Moreover, we performed an analysis of factors influencing either operative time or surgical complication rate. We found that total thyroidectomy in patients without thyroiditis resulted significantly longer: this little difference was already documented in another our previous study [39], although this result does not seem to present a real clinical implication. Furthermore, we did not find any predictive factor for higher rate of surgical complication.

On the other hand, in a recently published study by Park et al. [26] assessing the learning curve for single-port transaxillary robotic thyroidectomy, the authors documented that thyroiditis and the presence of lymph-node metastasis were statistically associated to longer operative time. Besides, Kandil et al. [34] reported that elevated BMI was significantly associated to longer operative time, either considering flap time or console time; nonetheless, it must be considered that the mean BMI of their cohort was 28.5 kg/m2 and 37% of patients were obese. Furthermore, Son et al. [40], in a retrospective study on 275 patients affected by papillary thyroid carcinoma who underwent RATT, reported that male gender, large thyroid gland, and thyroiditis significantly increased the total operative time; on contrary, there was no association between postoperative complications and clinicopathologic parameters.

This study harbors several limitations. First, the monocentric and retrospective setting of the study. Second, operative time was the only variable considered in the CUSUM analysis and may not be an accurate reflection of surgeon’s proficiency. Third, this study lacks of a comparative group which may reduce the power of the results. Fourth, the CUSUM analysis was performed only on one surgeon’s experience and, although this aspect reduces the potential heterogeneity of data, it limits the reproducibility of findings. Fifth, during years, procedures were performed with different versions (SI and XI) of the da Vinci robotic system (Intuitive Surgical, Sunnyvale Inc., CA, U.S.), which may contribute to make data heterogeneous. Finally, this study takes into consideration the learning curve of a surgeon with a huge background in minimally invasive video-assisted thyroidectomy (MIVAT) but without previous experience in robotic surgery or endoscopic transaxillary thyroidectomy; nowadays, several robotic training programs are available and, therefore, surgeons may experience a steep learning curve.

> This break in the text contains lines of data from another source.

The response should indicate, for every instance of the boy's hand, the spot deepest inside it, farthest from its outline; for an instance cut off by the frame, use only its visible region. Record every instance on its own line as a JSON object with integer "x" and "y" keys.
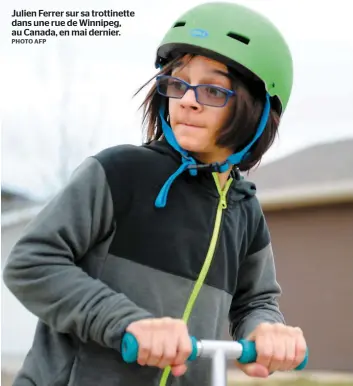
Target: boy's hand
{"x": 279, "y": 348}
{"x": 162, "y": 342}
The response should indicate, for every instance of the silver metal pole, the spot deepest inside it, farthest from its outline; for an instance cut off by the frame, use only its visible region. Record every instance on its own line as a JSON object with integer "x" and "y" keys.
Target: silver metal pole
{"x": 219, "y": 368}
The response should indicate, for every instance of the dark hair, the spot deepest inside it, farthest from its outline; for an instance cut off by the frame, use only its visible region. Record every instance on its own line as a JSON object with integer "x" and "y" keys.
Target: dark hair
{"x": 241, "y": 126}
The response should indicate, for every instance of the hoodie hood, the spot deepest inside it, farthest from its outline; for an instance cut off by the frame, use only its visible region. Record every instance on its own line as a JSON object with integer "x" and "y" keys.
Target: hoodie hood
{"x": 240, "y": 188}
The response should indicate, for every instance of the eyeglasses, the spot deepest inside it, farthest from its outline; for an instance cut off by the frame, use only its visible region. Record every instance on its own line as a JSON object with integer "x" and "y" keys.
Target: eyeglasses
{"x": 205, "y": 94}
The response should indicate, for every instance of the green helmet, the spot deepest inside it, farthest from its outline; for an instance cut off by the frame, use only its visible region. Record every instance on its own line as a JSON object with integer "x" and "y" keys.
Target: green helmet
{"x": 238, "y": 37}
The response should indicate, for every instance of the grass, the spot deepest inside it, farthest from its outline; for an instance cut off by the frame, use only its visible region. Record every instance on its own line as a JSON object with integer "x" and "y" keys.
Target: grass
{"x": 296, "y": 382}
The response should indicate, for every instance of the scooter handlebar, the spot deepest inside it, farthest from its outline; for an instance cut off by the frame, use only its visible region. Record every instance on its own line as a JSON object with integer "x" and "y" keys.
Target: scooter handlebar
{"x": 129, "y": 350}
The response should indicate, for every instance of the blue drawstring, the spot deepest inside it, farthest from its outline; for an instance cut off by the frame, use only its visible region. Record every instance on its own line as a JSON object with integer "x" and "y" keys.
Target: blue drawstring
{"x": 188, "y": 161}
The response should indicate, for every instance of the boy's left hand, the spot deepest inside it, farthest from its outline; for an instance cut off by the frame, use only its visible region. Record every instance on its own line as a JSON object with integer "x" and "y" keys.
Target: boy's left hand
{"x": 279, "y": 348}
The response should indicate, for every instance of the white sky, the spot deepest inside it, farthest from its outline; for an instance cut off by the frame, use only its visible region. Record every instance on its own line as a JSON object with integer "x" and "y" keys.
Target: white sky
{"x": 106, "y": 71}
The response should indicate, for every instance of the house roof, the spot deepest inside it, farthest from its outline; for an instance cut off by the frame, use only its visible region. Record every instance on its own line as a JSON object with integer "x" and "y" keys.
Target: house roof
{"x": 316, "y": 175}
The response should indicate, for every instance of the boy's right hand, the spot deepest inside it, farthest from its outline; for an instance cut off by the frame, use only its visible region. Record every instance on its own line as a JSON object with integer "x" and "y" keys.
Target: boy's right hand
{"x": 162, "y": 342}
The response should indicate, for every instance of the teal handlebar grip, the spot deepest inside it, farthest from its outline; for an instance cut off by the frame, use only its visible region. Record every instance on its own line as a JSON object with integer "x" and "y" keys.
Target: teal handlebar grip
{"x": 129, "y": 348}
{"x": 249, "y": 354}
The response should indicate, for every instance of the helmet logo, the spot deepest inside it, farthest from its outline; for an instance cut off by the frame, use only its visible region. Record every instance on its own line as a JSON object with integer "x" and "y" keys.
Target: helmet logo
{"x": 199, "y": 33}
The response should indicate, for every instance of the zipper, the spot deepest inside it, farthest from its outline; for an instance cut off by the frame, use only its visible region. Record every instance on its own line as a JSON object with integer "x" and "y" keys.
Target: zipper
{"x": 222, "y": 204}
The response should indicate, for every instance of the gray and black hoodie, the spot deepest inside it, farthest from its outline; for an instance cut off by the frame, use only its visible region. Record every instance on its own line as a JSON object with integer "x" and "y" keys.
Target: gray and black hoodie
{"x": 100, "y": 255}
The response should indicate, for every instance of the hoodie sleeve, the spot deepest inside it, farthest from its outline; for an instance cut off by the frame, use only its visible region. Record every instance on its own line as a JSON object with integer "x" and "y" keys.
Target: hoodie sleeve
{"x": 42, "y": 270}
{"x": 256, "y": 298}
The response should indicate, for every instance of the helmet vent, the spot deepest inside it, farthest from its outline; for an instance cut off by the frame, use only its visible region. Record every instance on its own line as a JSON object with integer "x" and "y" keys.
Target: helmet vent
{"x": 179, "y": 24}
{"x": 240, "y": 38}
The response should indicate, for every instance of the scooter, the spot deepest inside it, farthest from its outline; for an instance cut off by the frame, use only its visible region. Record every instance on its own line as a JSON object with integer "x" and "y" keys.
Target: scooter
{"x": 219, "y": 351}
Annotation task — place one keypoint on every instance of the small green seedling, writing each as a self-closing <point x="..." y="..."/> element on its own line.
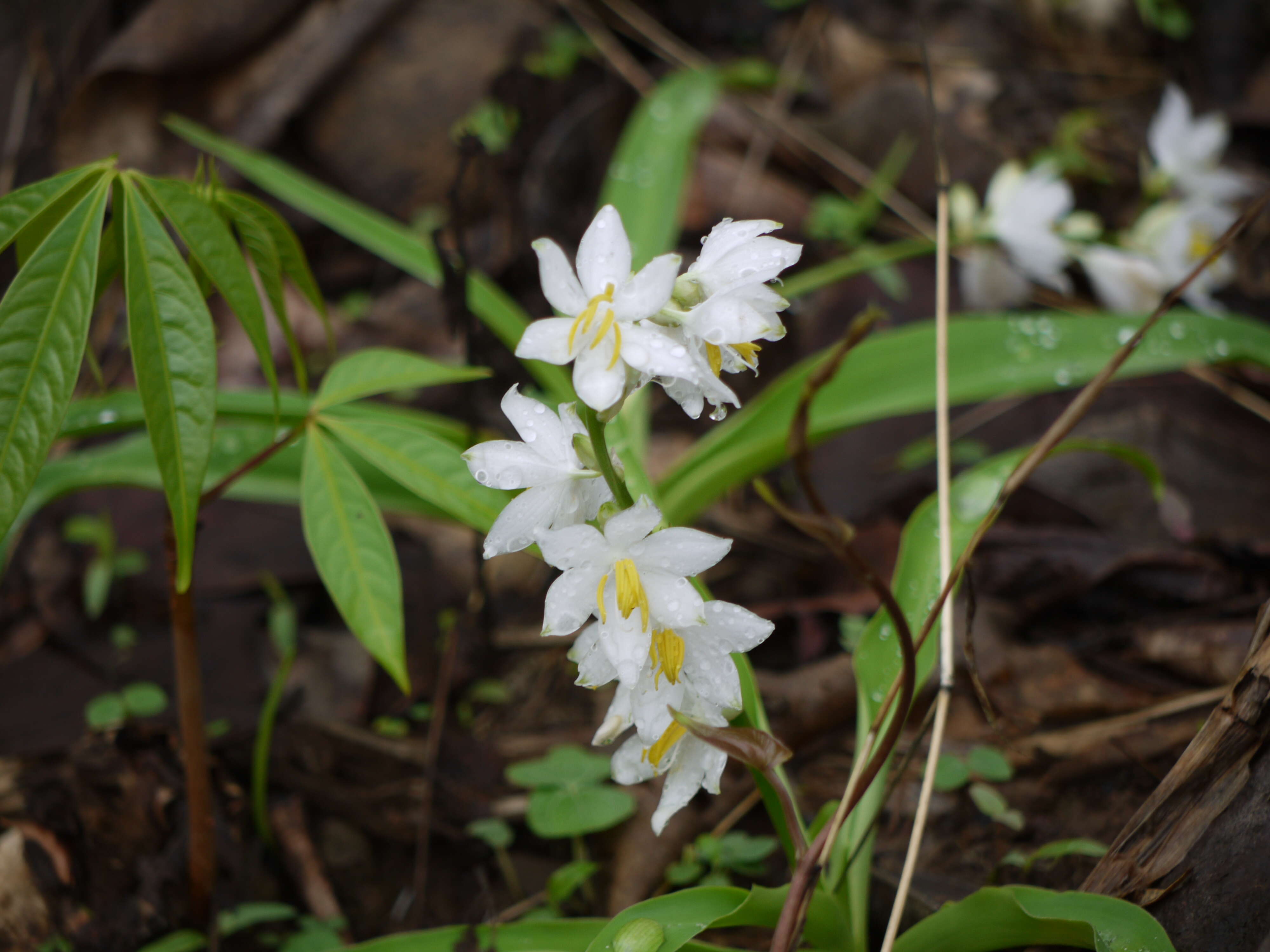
<point x="570" y="797"/>
<point x="712" y="861"/>
<point x="138" y="700"/>
<point x="109" y="563"/>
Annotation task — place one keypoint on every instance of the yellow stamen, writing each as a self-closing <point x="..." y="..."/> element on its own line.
<point x="716" y="356"/>
<point x="618" y="346"/>
<point x="666" y="653"/>
<point x="749" y="354"/>
<point x="666" y="742"/>
<point x="631" y="592"/>
<point x="600" y="598"/>
<point x="589" y="313"/>
<point x="1201" y="243"/>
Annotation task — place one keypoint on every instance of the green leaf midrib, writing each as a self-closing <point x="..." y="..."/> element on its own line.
<point x="63" y="284"/>
<point x="162" y="343"/>
<point x="321" y="453"/>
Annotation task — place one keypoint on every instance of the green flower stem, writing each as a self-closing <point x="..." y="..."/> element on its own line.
<point x="264" y="746"/>
<point x="596" y="431"/>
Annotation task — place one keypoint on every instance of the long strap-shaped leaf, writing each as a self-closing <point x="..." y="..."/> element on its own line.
<point x="213" y="246"/>
<point x="427" y="466"/>
<point x="354" y="553"/>
<point x="175" y="361"/>
<point x="44" y="329"/>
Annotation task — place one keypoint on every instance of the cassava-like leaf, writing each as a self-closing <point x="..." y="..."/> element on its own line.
<point x="44" y="329"/>
<point x="425" y="465"/>
<point x="354" y="553"/>
<point x="217" y="252"/>
<point x="258" y="239"/>
<point x="175" y="361"/>
<point x="382" y="370"/>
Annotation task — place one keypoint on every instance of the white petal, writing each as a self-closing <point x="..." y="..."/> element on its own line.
<point x="727" y="235"/>
<point x="540" y="427"/>
<point x="598" y="379"/>
<point x="675" y="604"/>
<point x="523" y="519"/>
<point x="547" y="340"/>
<point x="631" y="765"/>
<point x="604" y="253"/>
<point x="559" y="284"/>
<point x="650" y="291"/>
<point x="990" y="282"/>
<point x="631" y="526"/>
<point x="506" y="464"/>
<point x="755" y="262"/>
<point x="576" y="548"/>
<point x="571" y="601"/>
<point x="679" y="552"/>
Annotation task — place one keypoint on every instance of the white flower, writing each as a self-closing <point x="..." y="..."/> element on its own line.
<point x="604" y="304"/>
<point x="695" y="659"/>
<point x="1188" y="150"/>
<point x="690" y="765"/>
<point x="627" y="578"/>
<point x="730" y="308"/>
<point x="559" y="489"/>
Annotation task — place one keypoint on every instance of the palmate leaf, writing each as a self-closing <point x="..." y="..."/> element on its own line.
<point x="427" y="466"/>
<point x="258" y="239"/>
<point x="354" y="553"/>
<point x="218" y="255"/>
<point x="382" y="370"/>
<point x="44" y="331"/>
<point x="175" y="361"/>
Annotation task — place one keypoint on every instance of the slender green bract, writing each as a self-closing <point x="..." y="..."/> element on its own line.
<point x="44" y="329"/>
<point x="383" y="370"/>
<point x="175" y="361"/>
<point x="211" y="244"/>
<point x="990" y="357"/>
<point x="354" y="553"/>
<point x="427" y="466"/>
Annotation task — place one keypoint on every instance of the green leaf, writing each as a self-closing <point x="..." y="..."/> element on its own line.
<point x="22" y="206"/>
<point x="565" y="764"/>
<point x="255" y="229"/>
<point x="990" y="357"/>
<point x="291" y="257"/>
<point x="383" y="370"/>
<point x="392" y="241"/>
<point x="568" y="879"/>
<point x="575" y="810"/>
<point x="44" y="331"/>
<point x="425" y="465"/>
<point x="175" y="361"/>
<point x="144" y="699"/>
<point x="650" y="169"/>
<point x="106" y="711"/>
<point x="354" y="553"/>
<point x="180" y="941"/>
<point x="990" y="765"/>
<point x="951" y="774"/>
<point x="213" y="246"/>
<point x="1014" y="917"/>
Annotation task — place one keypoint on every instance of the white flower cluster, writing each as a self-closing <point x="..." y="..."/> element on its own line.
<point x="622" y="331"/>
<point x="1028" y="230"/>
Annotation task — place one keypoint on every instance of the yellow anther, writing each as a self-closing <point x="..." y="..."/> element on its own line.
<point x="631" y="592"/>
<point x="618" y="346"/>
<point x="749" y="354"/>
<point x="714" y="354"/>
<point x="666" y="742"/>
<point x="666" y="653"/>
<point x="1201" y="243"/>
<point x="589" y="313"/>
<point x="600" y="598"/>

In conclusion, for a surgeon without previous robotic experience, the learning curve for performing robot transaxillary TL is 66 cases. After that, 56 cases must be performed to acquire proficiency in robotic transaxillary TT. Nonetheless, an intense training program may potentially reduce the learning curve. Moreover, although RATT has been proved safe in advanced cases, we suggest to select ideal cases at the beginning of the experience, such as women with a normal BMI and small nodule without thyroiditis, scheduled to undergo thyroid lobectomy.